Permanent deterioration of health

Global temperatures are approaching a 1.5°C increase, which if exceeded will have a major impact on climate health.

Heat-related deaths have risen sharply in Europe, to 17.2 deaths for every 100,000 people. As the risk of heat stress increases, vulnerable populations reduce their physical activity, which in turn increases the prevalence of non-communicable diseases. Exposure to heat also impacts economic and social determinants of health by reducing the workforce.

Rising temperatures also increase the range of disease vectors and pathogens, including dengue, zika, leishmaniasis and malaria, which can colonize previously inhospitable regions, increasing the risk of a major epidemic.

Danger of forest fires and drought

The risk of forest fires and drought also shows an increasing trend across Europe. The number of people in Europe experiencing severe or moderate food insecurity has increased by 12 million as a result of the climate emergency.

Climate change and health inequalities

The health impacts of climate change are deeply interconnected and do not affect everyone equally. The impact is unevenly distributed due to differences in adaptive capacity, sensitivity and exposure, which are determined by marginalization, socio-economic development and inequality (historical and current).

Often the main impacts of climate change are experienced by the groups least responsible for the problem; these groups may also not be recognized as vulnerable or prioritized through policy interventions.

In European countries, those most affected by the health impacts of climate change are indigenous peoples, ethnic minorities, displaced people, migrants, low-income groups, pregnant women, women in labor.
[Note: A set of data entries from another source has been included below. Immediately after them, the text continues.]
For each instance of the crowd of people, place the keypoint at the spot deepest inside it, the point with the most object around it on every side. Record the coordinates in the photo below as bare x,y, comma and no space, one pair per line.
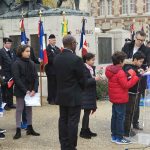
72,85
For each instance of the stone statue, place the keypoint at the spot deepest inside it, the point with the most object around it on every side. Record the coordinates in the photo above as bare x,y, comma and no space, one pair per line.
77,2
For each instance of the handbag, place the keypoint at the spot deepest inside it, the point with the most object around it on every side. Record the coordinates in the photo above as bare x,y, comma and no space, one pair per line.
33,101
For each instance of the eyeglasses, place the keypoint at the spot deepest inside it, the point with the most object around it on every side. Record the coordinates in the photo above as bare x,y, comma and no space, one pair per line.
140,40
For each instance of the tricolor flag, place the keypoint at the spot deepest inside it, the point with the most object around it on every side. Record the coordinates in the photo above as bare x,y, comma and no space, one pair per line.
83,43
64,26
23,34
142,28
132,30
42,52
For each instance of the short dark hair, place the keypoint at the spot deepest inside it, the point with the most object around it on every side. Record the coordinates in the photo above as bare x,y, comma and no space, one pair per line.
141,33
21,49
52,36
138,55
5,40
118,57
88,56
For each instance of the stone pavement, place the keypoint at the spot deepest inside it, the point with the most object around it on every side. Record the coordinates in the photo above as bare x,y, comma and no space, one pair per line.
45,121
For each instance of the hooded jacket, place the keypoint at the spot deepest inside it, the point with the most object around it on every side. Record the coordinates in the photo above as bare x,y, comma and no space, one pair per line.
118,84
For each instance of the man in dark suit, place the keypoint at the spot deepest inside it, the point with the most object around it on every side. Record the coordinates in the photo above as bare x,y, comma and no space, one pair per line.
7,57
70,82
130,49
52,51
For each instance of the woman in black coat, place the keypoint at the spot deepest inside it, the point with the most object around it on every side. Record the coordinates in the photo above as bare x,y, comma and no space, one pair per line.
89,95
26,82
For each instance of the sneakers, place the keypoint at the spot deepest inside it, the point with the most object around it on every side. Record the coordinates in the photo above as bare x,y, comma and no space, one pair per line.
130,134
2,131
2,136
113,139
122,141
23,125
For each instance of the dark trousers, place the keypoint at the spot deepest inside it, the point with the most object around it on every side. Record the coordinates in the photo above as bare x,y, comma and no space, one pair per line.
7,95
130,109
137,111
24,116
51,89
85,120
117,120
68,126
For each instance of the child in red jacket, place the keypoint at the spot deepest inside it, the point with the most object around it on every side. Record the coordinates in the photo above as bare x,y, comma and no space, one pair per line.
118,86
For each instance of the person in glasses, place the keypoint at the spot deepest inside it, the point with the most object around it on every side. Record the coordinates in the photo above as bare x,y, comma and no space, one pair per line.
130,49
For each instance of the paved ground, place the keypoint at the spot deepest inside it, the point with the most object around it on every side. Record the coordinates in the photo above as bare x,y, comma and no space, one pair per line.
45,121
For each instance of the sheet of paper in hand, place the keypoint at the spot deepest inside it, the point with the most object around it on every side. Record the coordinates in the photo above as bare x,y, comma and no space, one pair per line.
32,101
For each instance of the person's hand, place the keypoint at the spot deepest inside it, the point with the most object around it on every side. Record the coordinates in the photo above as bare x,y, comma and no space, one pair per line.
97,78
93,111
32,93
40,60
28,92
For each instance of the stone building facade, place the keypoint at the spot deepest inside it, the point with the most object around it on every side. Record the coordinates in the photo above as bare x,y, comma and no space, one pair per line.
112,14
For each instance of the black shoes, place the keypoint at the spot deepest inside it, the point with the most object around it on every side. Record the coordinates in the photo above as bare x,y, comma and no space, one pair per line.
91,133
130,134
87,134
2,131
84,133
137,127
18,134
30,131
2,136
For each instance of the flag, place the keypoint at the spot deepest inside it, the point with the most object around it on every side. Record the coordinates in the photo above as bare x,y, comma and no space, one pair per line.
42,51
23,34
132,30
64,26
142,28
83,43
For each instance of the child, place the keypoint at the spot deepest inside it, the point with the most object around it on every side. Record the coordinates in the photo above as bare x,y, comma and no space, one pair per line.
133,103
89,95
118,86
2,131
26,82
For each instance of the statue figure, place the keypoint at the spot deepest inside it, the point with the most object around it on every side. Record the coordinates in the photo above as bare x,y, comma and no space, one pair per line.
77,2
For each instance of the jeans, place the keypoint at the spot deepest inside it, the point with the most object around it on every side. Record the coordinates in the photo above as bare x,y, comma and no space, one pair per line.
117,120
0,97
85,120
68,126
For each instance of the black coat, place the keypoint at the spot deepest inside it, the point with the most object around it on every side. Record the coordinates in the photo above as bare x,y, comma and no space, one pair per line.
33,57
128,49
51,54
6,62
89,95
19,76
70,79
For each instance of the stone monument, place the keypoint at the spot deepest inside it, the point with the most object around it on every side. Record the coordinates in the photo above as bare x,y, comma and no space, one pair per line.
12,12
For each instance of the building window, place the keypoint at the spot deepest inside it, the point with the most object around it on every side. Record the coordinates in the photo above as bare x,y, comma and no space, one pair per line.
132,6
102,7
124,7
128,6
109,7
147,5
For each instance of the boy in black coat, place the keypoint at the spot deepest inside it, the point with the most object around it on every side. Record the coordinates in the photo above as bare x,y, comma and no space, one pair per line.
133,104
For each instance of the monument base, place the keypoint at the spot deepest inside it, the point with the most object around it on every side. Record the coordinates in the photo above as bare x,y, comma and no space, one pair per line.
52,24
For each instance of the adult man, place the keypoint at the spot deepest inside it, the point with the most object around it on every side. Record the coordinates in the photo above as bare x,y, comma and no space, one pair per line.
52,51
7,57
130,49
70,82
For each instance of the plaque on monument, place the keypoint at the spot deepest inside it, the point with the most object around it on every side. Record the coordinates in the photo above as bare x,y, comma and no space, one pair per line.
16,41
104,50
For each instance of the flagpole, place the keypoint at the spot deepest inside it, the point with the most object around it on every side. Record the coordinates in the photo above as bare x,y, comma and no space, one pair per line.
41,63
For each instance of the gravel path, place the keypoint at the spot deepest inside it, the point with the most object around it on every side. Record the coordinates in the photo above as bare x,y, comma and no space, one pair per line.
45,121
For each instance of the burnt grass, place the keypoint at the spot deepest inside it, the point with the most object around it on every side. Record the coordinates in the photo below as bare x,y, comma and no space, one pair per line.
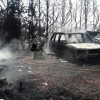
54,82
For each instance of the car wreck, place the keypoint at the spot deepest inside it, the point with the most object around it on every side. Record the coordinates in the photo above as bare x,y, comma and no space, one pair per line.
74,46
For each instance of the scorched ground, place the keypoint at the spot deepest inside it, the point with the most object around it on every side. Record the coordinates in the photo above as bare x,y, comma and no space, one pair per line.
50,78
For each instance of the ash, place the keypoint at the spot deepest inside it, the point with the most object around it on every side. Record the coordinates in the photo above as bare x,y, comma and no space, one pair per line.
24,78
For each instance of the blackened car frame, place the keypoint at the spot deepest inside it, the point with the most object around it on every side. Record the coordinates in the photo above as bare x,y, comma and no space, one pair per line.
74,46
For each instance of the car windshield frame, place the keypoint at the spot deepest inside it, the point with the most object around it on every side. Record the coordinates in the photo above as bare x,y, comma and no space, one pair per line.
77,38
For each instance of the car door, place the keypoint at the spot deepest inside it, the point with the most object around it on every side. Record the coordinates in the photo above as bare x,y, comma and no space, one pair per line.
61,44
53,43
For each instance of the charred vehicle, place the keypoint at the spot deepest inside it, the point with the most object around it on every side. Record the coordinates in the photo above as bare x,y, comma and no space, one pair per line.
74,46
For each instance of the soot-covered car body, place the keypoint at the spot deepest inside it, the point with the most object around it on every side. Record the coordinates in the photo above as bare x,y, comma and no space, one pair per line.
74,46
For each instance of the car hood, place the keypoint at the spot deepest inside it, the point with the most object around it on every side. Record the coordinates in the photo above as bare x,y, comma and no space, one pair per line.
84,46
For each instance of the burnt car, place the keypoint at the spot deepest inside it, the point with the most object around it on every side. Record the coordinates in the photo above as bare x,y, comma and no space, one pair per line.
74,46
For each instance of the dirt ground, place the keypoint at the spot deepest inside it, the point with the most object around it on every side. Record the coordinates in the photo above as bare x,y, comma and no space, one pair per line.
49,78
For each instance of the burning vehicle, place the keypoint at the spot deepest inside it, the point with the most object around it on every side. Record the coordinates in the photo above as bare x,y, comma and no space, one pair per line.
74,46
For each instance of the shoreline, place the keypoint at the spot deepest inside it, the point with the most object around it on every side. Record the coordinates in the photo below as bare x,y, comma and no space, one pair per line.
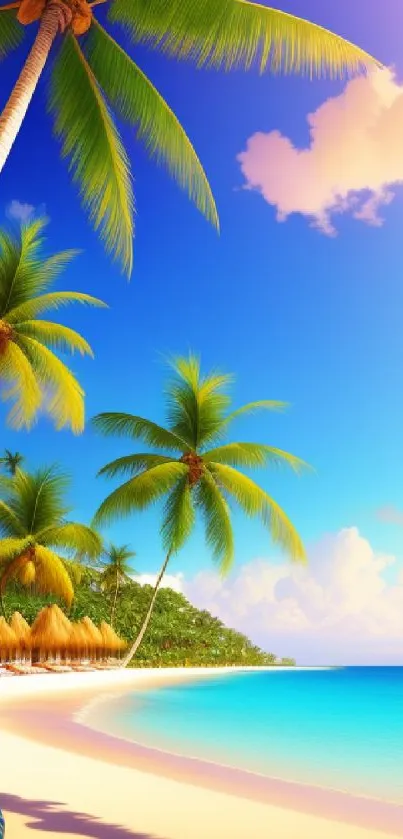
47,717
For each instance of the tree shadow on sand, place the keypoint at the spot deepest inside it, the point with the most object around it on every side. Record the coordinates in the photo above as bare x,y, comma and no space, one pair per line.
48,817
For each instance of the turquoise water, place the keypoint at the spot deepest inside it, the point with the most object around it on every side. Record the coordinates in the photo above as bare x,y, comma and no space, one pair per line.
340,728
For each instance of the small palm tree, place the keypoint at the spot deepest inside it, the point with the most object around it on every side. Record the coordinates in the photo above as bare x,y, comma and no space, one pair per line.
93,77
117,571
11,462
36,534
36,377
192,475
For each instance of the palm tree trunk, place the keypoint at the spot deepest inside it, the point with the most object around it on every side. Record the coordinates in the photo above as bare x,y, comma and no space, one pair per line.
133,649
114,601
55,18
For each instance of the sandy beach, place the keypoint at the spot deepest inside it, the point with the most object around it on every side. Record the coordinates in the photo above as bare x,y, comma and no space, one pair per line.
59,777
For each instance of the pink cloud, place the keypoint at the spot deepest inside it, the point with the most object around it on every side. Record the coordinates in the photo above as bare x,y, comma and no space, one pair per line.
354,157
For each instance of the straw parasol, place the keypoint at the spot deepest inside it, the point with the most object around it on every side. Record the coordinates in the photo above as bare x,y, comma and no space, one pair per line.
112,642
22,630
23,633
95,640
50,632
80,642
8,640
For example, women are twice as likely as men to experience heat-related mortality or die due to malnutrition. Food insecurity is significantly higher among low-income households. People living in severely deprived areas are more likely to be exposed to harmful particles from wildfires.

Policies and adaptation strategies are often poorly designed; they do not consider equity and can exacerbate or perpetuate environmental and health inequalities. The authors call for further research that delves into the disparate health impacts of climate change to ensure adequate measures are taken to protect public health.
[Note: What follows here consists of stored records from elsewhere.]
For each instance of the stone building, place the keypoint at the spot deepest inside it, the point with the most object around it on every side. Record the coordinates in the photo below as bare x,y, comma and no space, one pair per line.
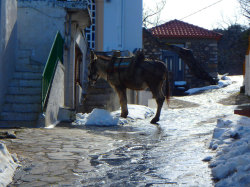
202,42
28,33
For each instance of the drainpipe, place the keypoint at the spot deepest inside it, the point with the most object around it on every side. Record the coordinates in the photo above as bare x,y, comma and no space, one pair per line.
122,22
68,91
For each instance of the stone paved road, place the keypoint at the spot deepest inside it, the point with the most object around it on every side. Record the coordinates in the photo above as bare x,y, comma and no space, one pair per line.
80,156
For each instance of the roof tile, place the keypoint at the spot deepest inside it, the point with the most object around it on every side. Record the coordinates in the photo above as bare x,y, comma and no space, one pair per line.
180,29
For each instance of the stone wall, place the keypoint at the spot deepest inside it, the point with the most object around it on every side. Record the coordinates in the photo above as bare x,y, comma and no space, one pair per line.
8,43
204,50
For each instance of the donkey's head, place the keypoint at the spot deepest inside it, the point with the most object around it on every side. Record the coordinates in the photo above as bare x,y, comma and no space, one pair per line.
93,71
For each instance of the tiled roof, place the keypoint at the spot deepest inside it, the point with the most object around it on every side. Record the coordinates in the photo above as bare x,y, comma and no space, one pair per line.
180,29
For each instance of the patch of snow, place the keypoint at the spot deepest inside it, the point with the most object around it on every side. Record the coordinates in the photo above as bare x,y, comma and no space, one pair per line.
231,138
221,84
7,166
180,83
101,117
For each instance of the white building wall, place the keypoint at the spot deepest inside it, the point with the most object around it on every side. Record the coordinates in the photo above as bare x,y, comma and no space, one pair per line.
247,75
38,23
8,43
122,28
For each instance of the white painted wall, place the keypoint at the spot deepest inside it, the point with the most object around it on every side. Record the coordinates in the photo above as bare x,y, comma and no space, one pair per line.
56,97
8,43
247,75
122,25
38,23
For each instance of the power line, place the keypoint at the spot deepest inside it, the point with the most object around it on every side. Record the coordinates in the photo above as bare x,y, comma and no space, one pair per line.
201,9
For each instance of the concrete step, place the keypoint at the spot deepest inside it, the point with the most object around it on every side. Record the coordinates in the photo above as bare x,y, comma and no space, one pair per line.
23,53
25,83
24,90
18,116
98,97
28,99
13,124
27,75
29,67
22,108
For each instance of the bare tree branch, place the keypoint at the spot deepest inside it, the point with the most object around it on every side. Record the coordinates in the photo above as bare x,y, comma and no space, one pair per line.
245,6
151,15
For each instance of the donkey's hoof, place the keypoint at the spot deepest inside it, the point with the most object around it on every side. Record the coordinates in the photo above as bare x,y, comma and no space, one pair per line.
154,120
124,115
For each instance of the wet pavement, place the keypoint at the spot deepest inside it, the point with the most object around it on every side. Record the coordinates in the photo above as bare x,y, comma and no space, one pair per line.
96,156
136,154
130,155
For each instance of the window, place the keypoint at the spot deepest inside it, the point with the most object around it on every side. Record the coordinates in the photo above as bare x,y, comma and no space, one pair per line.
90,31
180,64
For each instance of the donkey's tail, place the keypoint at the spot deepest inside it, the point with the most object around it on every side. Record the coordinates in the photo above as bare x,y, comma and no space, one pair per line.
167,88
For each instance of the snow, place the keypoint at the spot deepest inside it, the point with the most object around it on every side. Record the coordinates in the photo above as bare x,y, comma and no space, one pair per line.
231,139
101,117
221,84
180,83
230,163
7,166
231,134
Accelerating climate action

The contribution of European countries to global greenhouse gas emissions has historically been and remains high. These emissions have brought economic growth to Europe, while other countries with low historical emissions are disproportionately affected by current and future environmental changes.

Climate change is therefore related to issues of environmental and social justice. In 2021, Europe produced about 5.4 tons of carbon dioxide per capita, almost three times more than the average person in South or Central America and six times more than the average person in Africa. Despite this, Europe has failed to reduce its emissions and will not achieve carbon neutrality until the end of the century.
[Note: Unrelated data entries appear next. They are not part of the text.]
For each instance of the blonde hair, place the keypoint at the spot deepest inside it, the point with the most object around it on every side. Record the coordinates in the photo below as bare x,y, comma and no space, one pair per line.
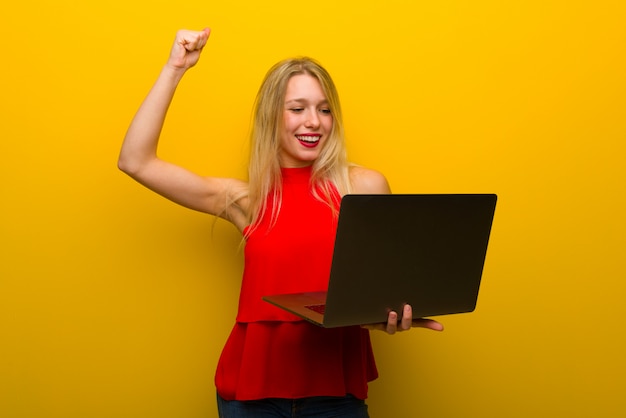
330,169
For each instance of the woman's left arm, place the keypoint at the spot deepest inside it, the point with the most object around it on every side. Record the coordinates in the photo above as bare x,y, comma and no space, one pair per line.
367,181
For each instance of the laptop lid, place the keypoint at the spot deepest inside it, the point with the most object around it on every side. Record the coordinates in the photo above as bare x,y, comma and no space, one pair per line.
427,250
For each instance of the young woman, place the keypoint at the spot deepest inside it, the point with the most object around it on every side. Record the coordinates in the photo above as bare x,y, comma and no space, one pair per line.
275,364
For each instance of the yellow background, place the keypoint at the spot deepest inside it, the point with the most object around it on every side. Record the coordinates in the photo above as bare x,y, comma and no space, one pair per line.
116,303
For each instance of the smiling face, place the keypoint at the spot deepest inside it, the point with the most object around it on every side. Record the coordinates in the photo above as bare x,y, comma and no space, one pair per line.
307,122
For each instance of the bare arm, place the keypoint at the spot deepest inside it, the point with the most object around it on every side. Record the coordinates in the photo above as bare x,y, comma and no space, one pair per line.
138,157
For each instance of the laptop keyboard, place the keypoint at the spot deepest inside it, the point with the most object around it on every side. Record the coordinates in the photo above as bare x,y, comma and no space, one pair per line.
317,308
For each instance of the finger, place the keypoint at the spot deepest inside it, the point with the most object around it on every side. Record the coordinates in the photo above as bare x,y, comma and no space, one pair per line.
428,323
407,318
392,323
193,41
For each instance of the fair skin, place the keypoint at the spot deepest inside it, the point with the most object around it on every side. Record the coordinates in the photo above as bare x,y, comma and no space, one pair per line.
307,122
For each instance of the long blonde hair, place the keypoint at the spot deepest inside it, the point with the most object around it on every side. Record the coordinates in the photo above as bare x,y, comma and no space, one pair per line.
330,169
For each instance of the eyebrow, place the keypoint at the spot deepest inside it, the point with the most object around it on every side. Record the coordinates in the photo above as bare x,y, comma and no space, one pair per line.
301,101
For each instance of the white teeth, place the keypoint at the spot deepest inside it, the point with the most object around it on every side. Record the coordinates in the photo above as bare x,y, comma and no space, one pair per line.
311,139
Furthermore, as Europe imports services and goods produced elsewhere, the continent is also responsible for environmental burdens, including air pollution and greenhouse gas emissions in other regions, with significant impacts on health and climate. Coal's contribution to Europe's total energy supply increased in 2021, and more than half of European countries continue to subsidize fossil fuels.

The authors highlight the need to mitigate climate change through decisive action and the benefits of such action, including reducing premature death and morbidity. Academic and corporate engagement on climate and health issues has increased, but individual, political and media engagement remains low.


This comprehensive study of the health impacts of climate change in European countries highlights the ongoing negative impacts on public health and notes that without appropriate and rapid action, these negative impacts will continue to grow.

The researchers noted that climate change is no longer a theoretical, hypothetical scenario expected to unfold in the future; this is an ongoing emergency situation that is rapidly increasing in severity. Billions of people are at risk from this crisis, and European countries have an important role to play in mitigating its impact.